Cities are rethinking what happens after dark
San Francisco has created entertainment zones where patrons may consume alcohol on streets and sidewalks

THE JOB OF nightlife czar may sound hedonistic. Then Corean Reynolds explains what it entails. Officially Boston’s director of the nightlife economy, Ms Reynolds can sometimes be found standing outside a bar at 2am, watching how staff manage crowds spilling into the street. When residents complain about noise, she may be nearby with a decibel meter, with a plan not to kill the buzz but measure it. “I’m like, hey, actually it didn’t seem that loud,” she says she tells them. Her task is, essentially, to help more people have fun without making nearby residents miserable. She is the first person to hold the job in Boston and one of a rising number of officials across the country tasked with livening up life after dark.

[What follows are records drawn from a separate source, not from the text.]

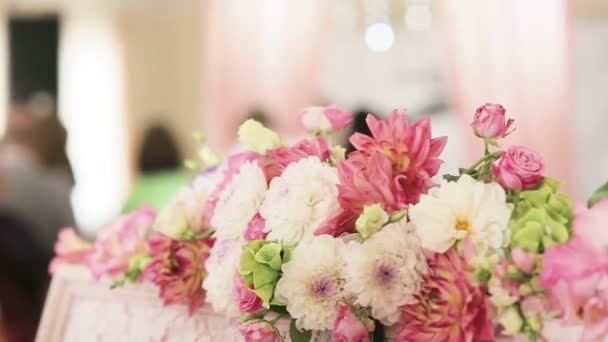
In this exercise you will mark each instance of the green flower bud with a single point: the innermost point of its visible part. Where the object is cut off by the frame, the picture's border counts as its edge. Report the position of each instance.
(371, 220)
(535, 323)
(511, 320)
(253, 135)
(542, 218)
(260, 266)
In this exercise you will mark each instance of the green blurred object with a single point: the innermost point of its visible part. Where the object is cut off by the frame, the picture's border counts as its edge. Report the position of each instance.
(156, 188)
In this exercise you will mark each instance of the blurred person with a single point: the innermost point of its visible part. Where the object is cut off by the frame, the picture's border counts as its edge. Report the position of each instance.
(358, 126)
(160, 170)
(35, 183)
(23, 280)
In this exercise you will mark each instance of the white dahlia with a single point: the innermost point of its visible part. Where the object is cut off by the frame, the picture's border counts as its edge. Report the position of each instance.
(312, 284)
(299, 200)
(384, 272)
(463, 209)
(239, 202)
(222, 266)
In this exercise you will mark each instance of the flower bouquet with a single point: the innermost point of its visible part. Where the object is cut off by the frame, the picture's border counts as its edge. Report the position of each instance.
(366, 246)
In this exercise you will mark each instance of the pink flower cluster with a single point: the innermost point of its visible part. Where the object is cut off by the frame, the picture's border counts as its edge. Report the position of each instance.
(576, 274)
(448, 307)
(115, 246)
(392, 167)
(177, 269)
(489, 122)
(117, 243)
(519, 168)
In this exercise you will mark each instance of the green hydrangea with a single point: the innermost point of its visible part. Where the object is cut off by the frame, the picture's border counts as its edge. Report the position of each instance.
(260, 266)
(542, 218)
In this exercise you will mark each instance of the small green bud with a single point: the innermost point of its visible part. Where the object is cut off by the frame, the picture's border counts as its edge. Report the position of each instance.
(371, 220)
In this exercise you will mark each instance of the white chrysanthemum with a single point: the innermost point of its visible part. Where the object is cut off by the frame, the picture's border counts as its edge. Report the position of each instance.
(463, 209)
(222, 266)
(313, 282)
(239, 202)
(299, 200)
(384, 272)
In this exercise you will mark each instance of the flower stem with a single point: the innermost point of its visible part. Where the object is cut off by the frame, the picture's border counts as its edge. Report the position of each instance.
(486, 158)
(276, 319)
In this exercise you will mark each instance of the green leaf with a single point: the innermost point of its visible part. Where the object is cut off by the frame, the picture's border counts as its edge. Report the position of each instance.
(247, 263)
(280, 309)
(287, 254)
(248, 278)
(378, 333)
(277, 303)
(270, 255)
(492, 142)
(598, 195)
(265, 293)
(298, 335)
(263, 274)
(255, 316)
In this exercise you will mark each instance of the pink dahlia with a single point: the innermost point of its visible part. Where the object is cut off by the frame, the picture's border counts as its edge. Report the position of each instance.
(448, 307)
(277, 159)
(413, 153)
(119, 242)
(393, 167)
(576, 274)
(69, 249)
(177, 268)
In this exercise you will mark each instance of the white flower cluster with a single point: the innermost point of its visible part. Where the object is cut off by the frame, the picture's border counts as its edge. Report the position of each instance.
(466, 209)
(383, 272)
(298, 201)
(239, 202)
(222, 266)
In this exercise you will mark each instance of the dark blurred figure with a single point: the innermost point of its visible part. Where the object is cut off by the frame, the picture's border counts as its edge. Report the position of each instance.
(160, 170)
(159, 151)
(23, 280)
(358, 126)
(35, 179)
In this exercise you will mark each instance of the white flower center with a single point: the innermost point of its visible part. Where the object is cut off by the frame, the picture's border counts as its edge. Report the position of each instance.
(324, 287)
(386, 273)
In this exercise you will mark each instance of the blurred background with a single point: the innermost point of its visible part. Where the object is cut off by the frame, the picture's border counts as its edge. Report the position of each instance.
(99, 99)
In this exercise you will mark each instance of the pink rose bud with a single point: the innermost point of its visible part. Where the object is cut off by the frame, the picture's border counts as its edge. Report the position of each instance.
(325, 118)
(518, 168)
(525, 261)
(259, 331)
(489, 122)
(245, 298)
(349, 328)
(255, 229)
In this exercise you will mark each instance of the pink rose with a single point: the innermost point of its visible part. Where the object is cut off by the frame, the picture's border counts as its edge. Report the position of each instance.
(255, 229)
(117, 243)
(518, 168)
(259, 331)
(246, 299)
(348, 328)
(525, 261)
(489, 122)
(177, 269)
(324, 118)
(69, 249)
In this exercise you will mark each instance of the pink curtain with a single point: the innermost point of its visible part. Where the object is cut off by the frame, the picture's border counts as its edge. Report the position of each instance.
(261, 54)
(514, 52)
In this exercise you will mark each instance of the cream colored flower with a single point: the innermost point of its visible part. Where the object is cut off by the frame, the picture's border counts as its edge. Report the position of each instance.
(463, 209)
(255, 136)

For decades city officials were interested mainly in enforcing strict rules, some dating to Prohibition, on pubs, music venues and dance halls. Now roughly a dozen American municipalities, from Iowa City to Philadelphia, have an official responsible for promoting the nightlife economy.
This evolution in thinking can be seen in New York. A measure known as the Cabaret Law, which required venues to obtain special licences before allowing more than three people to dance, was introduced in 1926. In the 1990s Rudy Giuliani, then the city’s mayor, revived the law as part of his administration’s “Broken Windows” strategy, an approach to policing that sought to deter serious crime by cracking down on minor offences.
The law was finally repealed in 2017, and the city’s first nightlife mayor, Ariel Palitz, was appointed to her post the year after. Her office set up mediation services to help residents and business owners resolve noise complaints. (Though Ms Palitz cautions that the correct term is “sound—not noise”.) The prior system was “purely punitive”, she says, with each complaint automatically dispatching police. Her office also assisted bars, clubs and restaurants navigate permits and city bureaucracy. The benefits are clear—New York’s nightlife economy is thought to generate $35bn a year. But enacting change has been arduous. Until May applicants for liquor licences in New York City still had to notify state officials if they wanted to allow dancing.
For officials like Ms Reynolds, the biggest limits to her agenda remain red tape surrounding liquor licences, zoning and permitting. Boston is one of many cities that caps the number of liquor licences well below market demand. But in 2024, after Ms Reynolds pushed for change, the city created 225 new licences. According to the local government, it was “the single largest addition to Boston’s liquor licence quota since the end of Prohibition”.
Other cities are experimenting with new approaches that, if successful, could spread. San Francisco has created entertainment zones where patrons may consume alcohol on streets and sidewalks. Boston and some neighbouring municipalities have done the same as part of the World Cup. The tournament has become an opportunity to test looser rules, with several host cities temporarily extending bar hours. Meanwhile Austin, Texas, which is known for its live music, has adopted a policy that protects established venues from noise complaints by occupants of new residential buildings, putting the onus on developers to provide adequate soundproofing.
Smaller cities are following suit. Syracuse, a college town of 145,000 in upstate New York, recently announced plans to hire a nightlife co-ordinator. A thriving after-dark economy, the city reckons, creates jobs not just in hospitality and entertainment, but also in sanitation, transport and security. It also generates more tax revenue. At a time when remote work has left downtowns quieter, encouraging nightlife is one way to sustain commercial activity after office hours while giving people more reasons to gather in person.
Nightlife czars have a different challenge now, too. Between 2003 and 2023 data from the Bureau of Labour Statistics’ American Time Use Survey shows that the average amount of time 18-30 year olds spent socialising each day fell by 38%. Andreina Seijas, an international nightlife consultant, says her industry is now in a war against the couch. In Boston, Ms Reynolds’s mission to reclaim the night continues. Next on her to-do list is persuading the city’s public-transport operator to run later into the night. The job of a nightlife czar is not always fun, but hopefully the cities they oversee will be.